Pada saat proses ini berlangsung
biasanya pengantin wanita akan menangis tersedu-sedu karena pada saat proses
itu berakhir maka berakhir pula kebersamaannya dengan keluarga tercintanya dan
dia akan memiliki keluarga baru yang keadaan dan situsinya sama sekali belum
dia kenal. Setelah proses ini terlaksana dengan baik maka pernikahan dianggap
sah oleh kelurga dan kerabat pihak perempuan dan pihak laki-laki berhak membawa
pengantin wanita ikut bersama dengan mereka.
D.
Peranan
Böwö Famö’ö
Danga
Böwö Famö’ö
Danga memiliki peranan yang sangt penting dalam pernikahan adat di desa fondrakö raya sehingga Böwö(mahar) ini nmenjadi ujung tombak
dari pelaksanaan pernikahan adat di desa fondrakö raya.

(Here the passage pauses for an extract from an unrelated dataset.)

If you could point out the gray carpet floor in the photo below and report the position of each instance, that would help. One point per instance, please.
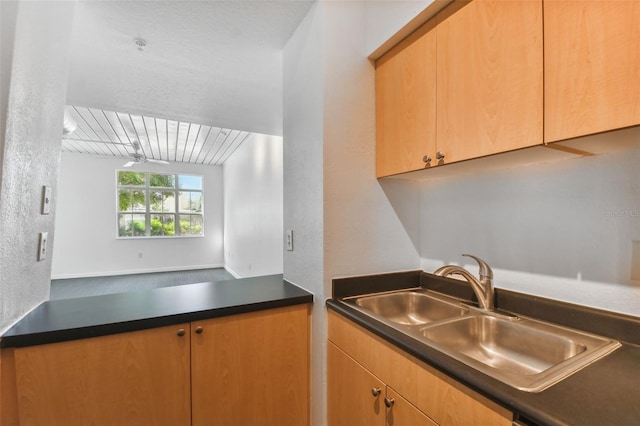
(93, 286)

Masyarakat setempat
berpendapat bahwa Böwö Famö’ö
Danga merupakn satu-satunya Böwö (mahar) yang tersisa untuk orang tua dari pengantin
perempuan, karena böwö yang lain diluar Böwö
Famö’ö
Danga akan habis dibagikan kepada saudara kandung dari pengantin wanita, kepada
saudara dari bapak pengantin wanita, kepada saudara dari ibu/ mama pengantin
wanita(sibaya/ sokhö) dan kepada orang sekampung/ kerabat
dari keluarga pihak pengantin perempuan(sering disebut Böwö ba mbanua).
Oleh karena itu Böwö Famö’ö
Danga merupakn Böwö yang sangat spesial atau Böwö(mahar) yang mamiliki peranan paling
penting bagi masyrakat desa fondrakö raya.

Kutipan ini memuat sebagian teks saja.